Alberta - Rocks and Minerals Field Trip Ideas
Dinosaur Provincial Park
Dinosaur Provincial Park
in Alberta is a World Heritage Site. It offers self-guided and guided walks and tours.
According to the
fact sheet on the Park,
it "covers Upper Cretaceous fossil beds containing some of the most important dinosaur fossil discoveries ever made."
"60 species of dinosaurs in 45 genera and 7 families have been found in the Park (Parks Canada, 2004), including specimens from every known group of dinosaurs from the Cretaceous period. The best represented families are the Hadrasauridae, Ceratopsidae, Ornithomimidae, Pachycephalosauridae, Tyrannosauridae, and Dromaeosauridae. There are also fossil remains of fish, turtles, frogs, lizards, flying reptiles and even marsupials."

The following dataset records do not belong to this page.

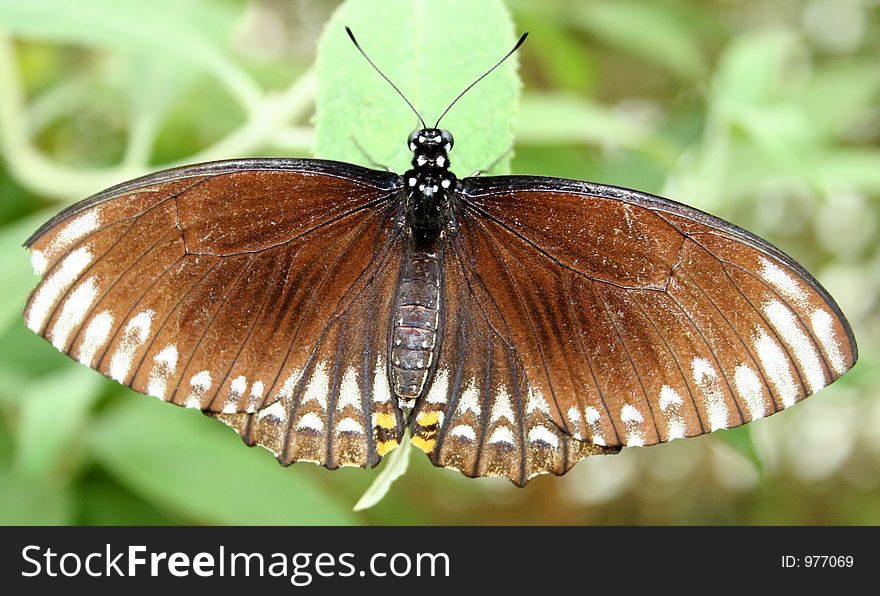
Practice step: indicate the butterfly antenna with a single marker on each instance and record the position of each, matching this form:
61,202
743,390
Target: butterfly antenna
483,76
382,74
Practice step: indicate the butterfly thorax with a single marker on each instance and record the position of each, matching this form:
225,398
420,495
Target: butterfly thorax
429,184
418,308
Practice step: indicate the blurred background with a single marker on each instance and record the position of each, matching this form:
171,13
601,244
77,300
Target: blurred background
764,113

"During the Upper Cretaceous, eastern Alberta was a low coastal plain at the edge of the shallow Bearpaw Sea. The climate was subtropical and the rich wildlife included about 35 species of dinosaur, several in herds overcome by flooding. Their bones were buried and preserved under layers of sand and mud deposited in the deltas of sluggish rivers which became the present soft sandstone and bentonite clay shale rocks."